Rediscovering God (2 LENT Year A)

 

We humans are created to happiness. Regardless of one's values it is happiness that we are striving for. The Catechism teaches us that we are created for happiness in God.

The scene of the Transfiguration is the revelation of this joy of being with God. It was a very intense, literally mystical, experience for the three disciples. Their joy was attached to the revelation of the coming suffering of their Master. Yet, this same intense delight, spread evenly, is waiting for us in our Christian life. We are simply made for being with our Saviour both in joy and suffering. This closeness, this friendship and partnership, should give us delight.

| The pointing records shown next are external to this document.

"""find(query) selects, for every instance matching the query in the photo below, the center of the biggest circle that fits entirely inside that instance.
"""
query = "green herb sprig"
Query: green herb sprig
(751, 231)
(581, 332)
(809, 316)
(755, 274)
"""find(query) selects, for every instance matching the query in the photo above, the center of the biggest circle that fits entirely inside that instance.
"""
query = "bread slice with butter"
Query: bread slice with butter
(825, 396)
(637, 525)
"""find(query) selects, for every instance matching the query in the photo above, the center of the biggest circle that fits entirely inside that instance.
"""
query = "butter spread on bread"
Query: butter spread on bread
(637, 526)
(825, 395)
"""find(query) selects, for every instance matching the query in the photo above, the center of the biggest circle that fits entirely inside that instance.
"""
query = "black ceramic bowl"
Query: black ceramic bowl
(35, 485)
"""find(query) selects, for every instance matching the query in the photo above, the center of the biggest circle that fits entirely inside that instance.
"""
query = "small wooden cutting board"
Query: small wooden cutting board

If this daily joy is not present, it signals a work to be done from our part. We must fill up (remove) this distance (Radio 4 interview with teenagers who abandoned their faith. The sadness of the soul is real.). The Orthodox Christian mystics teach that Jesus was always transfigured, revealing his Beauty. People just could not perceive it, for their senses were not 'lifted up' to sense this vision.

God always desires us to respond to his presence and experience the joy over life with Him. As Saint Francis de Sales puts it, God never ceases 'inspiring us'. It is up to us if we follow this inspiration. Listening to these daily inspirations is the very ground of our daily joy. (The story of birdie who went up to the top of the trees that has parents might find him.)

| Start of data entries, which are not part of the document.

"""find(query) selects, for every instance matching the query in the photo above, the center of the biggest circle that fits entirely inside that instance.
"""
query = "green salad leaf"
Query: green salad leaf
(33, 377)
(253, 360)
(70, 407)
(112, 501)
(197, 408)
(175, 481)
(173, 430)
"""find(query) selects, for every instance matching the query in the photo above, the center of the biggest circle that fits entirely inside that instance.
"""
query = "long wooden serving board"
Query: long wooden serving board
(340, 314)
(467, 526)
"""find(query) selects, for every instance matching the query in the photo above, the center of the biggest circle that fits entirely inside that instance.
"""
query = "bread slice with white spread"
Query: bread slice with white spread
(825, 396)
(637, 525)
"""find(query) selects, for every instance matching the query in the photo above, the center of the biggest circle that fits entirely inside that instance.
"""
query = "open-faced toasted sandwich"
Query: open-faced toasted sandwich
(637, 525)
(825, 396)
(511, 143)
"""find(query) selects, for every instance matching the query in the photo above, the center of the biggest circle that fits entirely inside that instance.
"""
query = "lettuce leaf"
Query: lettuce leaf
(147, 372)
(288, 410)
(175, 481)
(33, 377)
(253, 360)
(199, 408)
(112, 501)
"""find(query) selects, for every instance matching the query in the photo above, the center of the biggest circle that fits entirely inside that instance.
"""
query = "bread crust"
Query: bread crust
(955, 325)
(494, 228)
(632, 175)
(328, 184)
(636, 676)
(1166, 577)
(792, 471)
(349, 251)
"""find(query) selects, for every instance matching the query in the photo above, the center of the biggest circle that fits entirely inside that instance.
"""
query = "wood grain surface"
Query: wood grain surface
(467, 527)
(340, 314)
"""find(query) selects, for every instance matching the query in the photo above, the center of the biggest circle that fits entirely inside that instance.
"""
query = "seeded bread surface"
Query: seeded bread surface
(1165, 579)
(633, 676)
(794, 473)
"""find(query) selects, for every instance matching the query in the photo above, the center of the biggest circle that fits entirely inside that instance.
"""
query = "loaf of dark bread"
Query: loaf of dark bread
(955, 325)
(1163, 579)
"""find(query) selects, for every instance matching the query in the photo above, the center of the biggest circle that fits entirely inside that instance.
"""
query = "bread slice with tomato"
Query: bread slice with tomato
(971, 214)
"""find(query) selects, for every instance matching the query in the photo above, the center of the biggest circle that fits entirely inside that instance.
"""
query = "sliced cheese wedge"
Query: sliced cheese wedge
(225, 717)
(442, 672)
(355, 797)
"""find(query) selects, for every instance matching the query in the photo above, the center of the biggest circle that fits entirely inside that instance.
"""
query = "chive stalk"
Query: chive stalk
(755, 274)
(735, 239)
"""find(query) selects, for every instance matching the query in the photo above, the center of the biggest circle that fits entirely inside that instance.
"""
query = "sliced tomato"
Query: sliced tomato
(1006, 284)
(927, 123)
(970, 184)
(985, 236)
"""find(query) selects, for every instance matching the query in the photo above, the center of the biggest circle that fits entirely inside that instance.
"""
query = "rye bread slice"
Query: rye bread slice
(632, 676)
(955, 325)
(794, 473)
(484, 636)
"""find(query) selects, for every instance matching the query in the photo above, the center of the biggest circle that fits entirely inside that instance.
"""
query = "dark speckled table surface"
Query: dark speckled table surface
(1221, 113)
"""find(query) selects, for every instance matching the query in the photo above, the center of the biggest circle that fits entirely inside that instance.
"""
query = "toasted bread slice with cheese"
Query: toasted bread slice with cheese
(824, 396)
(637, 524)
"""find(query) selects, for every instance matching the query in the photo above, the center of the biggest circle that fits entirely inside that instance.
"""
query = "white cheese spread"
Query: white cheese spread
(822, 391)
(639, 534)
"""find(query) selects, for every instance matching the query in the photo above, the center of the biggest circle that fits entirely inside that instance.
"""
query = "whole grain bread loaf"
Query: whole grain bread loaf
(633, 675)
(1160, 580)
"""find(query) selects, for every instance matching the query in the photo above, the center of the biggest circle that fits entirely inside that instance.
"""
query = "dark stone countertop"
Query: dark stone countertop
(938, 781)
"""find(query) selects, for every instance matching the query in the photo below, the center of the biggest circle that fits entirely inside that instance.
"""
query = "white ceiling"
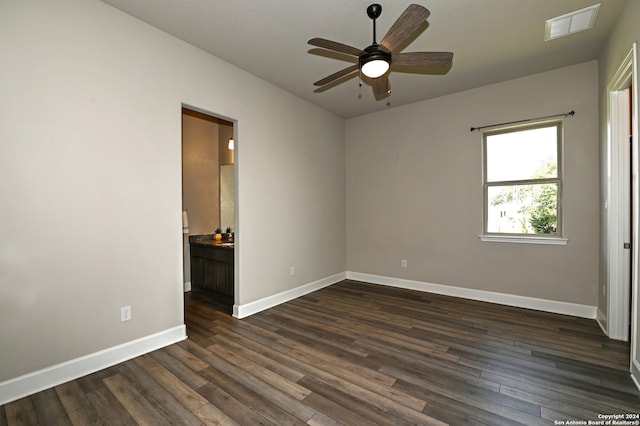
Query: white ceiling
(492, 41)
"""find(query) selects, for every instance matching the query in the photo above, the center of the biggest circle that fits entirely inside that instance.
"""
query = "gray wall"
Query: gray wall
(625, 33)
(90, 166)
(414, 191)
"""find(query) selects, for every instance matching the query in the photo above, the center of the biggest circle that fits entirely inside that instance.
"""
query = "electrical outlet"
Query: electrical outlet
(125, 313)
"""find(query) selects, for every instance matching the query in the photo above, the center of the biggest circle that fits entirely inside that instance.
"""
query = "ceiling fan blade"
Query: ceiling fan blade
(424, 59)
(336, 75)
(335, 46)
(405, 25)
(381, 87)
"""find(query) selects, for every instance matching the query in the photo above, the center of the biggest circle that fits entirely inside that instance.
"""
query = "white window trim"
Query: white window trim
(527, 238)
(524, 239)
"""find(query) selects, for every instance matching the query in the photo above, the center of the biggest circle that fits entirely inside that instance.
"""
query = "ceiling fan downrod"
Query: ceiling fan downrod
(374, 11)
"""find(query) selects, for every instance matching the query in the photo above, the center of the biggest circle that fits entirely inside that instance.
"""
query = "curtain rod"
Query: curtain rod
(566, 114)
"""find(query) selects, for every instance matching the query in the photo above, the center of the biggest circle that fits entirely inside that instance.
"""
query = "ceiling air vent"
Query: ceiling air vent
(570, 23)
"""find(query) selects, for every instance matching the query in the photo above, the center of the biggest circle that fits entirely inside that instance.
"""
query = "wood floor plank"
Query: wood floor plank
(49, 409)
(355, 354)
(109, 409)
(164, 403)
(187, 396)
(143, 411)
(21, 412)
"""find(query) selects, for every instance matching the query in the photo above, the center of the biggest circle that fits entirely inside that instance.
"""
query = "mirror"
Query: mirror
(227, 208)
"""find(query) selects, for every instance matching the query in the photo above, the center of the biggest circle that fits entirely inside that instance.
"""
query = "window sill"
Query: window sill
(524, 239)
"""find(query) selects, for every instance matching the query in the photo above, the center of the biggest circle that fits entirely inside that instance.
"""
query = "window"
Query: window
(522, 181)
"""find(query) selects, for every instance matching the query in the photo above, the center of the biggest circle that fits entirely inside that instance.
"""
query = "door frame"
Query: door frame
(622, 264)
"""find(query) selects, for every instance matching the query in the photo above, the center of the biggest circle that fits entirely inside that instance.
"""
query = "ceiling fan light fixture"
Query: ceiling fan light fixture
(375, 62)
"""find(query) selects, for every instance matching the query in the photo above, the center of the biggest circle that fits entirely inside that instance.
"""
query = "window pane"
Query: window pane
(523, 209)
(526, 154)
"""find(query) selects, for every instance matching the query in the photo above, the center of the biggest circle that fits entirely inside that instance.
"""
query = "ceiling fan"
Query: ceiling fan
(375, 60)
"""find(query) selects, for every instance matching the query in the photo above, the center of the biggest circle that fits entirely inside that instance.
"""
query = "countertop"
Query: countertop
(207, 240)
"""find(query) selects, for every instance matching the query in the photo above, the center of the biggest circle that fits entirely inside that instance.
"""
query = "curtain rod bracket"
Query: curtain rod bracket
(566, 114)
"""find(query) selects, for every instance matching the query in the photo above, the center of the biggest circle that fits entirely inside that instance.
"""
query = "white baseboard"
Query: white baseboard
(635, 373)
(242, 311)
(601, 319)
(49, 377)
(583, 311)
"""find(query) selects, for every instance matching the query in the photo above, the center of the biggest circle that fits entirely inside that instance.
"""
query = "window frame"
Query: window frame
(558, 237)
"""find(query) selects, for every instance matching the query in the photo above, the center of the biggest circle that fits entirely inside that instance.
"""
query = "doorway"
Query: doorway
(623, 216)
(208, 181)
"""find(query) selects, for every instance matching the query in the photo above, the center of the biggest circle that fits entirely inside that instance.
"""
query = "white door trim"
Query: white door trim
(619, 201)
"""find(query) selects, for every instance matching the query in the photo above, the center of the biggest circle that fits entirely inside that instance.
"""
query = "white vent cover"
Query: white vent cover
(570, 23)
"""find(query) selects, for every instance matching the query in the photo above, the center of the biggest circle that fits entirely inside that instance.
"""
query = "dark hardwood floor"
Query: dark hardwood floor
(356, 354)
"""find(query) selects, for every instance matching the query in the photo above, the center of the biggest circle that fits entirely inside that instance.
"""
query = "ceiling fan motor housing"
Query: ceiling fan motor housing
(374, 53)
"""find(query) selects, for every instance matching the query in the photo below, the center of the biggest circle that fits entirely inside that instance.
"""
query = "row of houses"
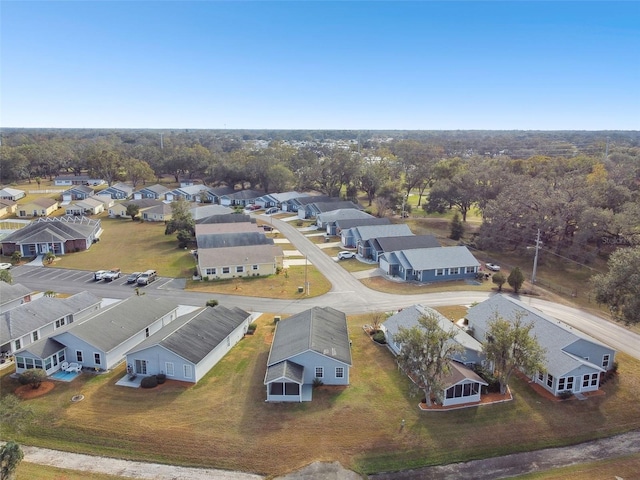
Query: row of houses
(232, 245)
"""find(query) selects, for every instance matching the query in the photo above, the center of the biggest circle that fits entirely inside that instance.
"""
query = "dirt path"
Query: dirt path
(488, 469)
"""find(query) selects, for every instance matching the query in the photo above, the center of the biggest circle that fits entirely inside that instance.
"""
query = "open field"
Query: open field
(224, 422)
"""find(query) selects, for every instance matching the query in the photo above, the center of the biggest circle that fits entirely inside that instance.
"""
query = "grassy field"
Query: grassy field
(224, 422)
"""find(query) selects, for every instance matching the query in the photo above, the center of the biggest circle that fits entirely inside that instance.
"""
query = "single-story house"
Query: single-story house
(327, 220)
(101, 340)
(276, 199)
(187, 348)
(79, 192)
(341, 225)
(462, 384)
(240, 198)
(13, 295)
(40, 318)
(293, 204)
(379, 245)
(231, 262)
(226, 218)
(435, 264)
(12, 194)
(310, 346)
(159, 213)
(203, 211)
(118, 191)
(191, 193)
(574, 361)
(59, 235)
(356, 236)
(38, 207)
(89, 206)
(7, 207)
(68, 180)
(157, 192)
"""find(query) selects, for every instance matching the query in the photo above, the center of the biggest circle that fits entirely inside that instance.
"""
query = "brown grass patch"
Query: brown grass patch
(26, 392)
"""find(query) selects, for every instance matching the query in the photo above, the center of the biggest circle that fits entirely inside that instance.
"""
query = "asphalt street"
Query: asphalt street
(347, 294)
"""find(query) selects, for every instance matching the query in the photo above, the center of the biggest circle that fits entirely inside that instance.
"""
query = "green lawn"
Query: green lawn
(223, 421)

Let us think about it and let us be inspired by Jesus' Transfiguration. For the Christian community it is crucial to have this daily joy and delight in our God. This experience of delight is vital for us as a community, too. Why? For this is the very witness through which others got inspired to know Christ. Only when this joy is seen want people become Christians.

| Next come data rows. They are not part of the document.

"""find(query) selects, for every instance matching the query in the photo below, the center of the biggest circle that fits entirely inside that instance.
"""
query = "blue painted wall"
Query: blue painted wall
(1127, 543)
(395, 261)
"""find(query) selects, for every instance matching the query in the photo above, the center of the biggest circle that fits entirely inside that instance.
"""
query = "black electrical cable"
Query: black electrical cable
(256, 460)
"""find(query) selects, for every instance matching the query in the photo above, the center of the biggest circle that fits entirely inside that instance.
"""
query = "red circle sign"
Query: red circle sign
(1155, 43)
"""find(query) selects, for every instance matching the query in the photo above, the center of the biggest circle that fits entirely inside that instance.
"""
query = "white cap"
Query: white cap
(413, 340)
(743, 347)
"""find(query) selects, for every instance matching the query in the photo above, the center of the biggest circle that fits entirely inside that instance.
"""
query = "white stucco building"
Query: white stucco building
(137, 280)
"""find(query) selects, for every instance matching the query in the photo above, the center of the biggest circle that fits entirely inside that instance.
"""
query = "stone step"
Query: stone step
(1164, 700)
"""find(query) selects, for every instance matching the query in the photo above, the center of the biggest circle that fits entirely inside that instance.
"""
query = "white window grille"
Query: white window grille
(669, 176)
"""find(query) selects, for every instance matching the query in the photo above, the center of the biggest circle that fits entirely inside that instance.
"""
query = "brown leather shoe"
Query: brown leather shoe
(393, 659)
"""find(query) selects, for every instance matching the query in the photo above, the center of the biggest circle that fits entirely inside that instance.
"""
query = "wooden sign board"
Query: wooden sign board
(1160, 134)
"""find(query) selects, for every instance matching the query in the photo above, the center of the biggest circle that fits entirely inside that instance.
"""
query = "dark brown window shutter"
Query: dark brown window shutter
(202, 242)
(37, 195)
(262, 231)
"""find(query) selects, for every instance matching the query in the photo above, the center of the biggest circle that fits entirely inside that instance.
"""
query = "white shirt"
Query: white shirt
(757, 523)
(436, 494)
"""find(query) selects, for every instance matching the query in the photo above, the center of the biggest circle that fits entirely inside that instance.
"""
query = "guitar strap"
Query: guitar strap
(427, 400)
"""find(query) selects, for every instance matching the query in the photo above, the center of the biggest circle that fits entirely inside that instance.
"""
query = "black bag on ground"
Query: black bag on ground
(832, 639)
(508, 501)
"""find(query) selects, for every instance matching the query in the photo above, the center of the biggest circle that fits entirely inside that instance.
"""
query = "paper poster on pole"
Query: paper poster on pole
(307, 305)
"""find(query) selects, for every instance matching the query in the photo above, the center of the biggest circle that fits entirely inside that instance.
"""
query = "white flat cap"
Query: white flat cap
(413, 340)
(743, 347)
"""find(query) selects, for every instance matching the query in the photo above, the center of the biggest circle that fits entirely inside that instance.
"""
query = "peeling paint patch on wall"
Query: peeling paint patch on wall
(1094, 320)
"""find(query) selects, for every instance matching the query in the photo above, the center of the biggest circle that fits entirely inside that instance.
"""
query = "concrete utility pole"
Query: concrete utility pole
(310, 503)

But what happens if this daily joy does not come? If our faith is not passionate enough ‒ to be perceived as something which is different, like Jesus' Transfiguration? For the life of Christians is like the extension of Jesus' Transfiguration on Mount Tabor. Particularly at crucial moments for someone, it must become visible.

Our first reading, Abraham's call, provides us with the missing key. 'The Lord said to Abraham, "Leave your country, your family and your father's house, for the land I will show you."' Let it be our concern what does this journey into God's joy look like in our own life! Lent actually poses this as a commandment: let this journey of our soul be the most important concern! What do we have to leave behind? What journey(s) we must make in order to experience daily the joy of being Christians?

'…I will show you' that land, says the Lord. We need to be exposed to the beauty of the abode where God dwells with us. It is God's showing us his things. Perhaps we should accept his 'showing us around', which means that we need to spend a special time with God. A special time of prayer and quiet thanksgiving. A time when our heart beats together with God's heart. When our eyes see together with God's eyes. This is an importance of quiet time and quiet prayer with God. If this meeting is not present, how and when and where could our Transfiguration take place? How could passion for God emerge in us? How our transformation into an inspiring community would emerge?

This specific time, Abraham teaches us, must take place in God's language, in his fashion. It is not our 'style' and option but is to be according to God's taste. For an unknown reason, God prefers the prayers of his Church, the Morning Prayers, the Evening Prayers, particularly the liturgy of the Eucharist. God can be present everywhere, in all of our actions, but he wants us to meet him and spend time with him, in his own language, in his own fashion, in his House. Still the centre of his self-revelation remains our Churches and Chapels, our prayers in it.

Lent invites us to try to make this extra mile, in the specific language God wants to speak among us.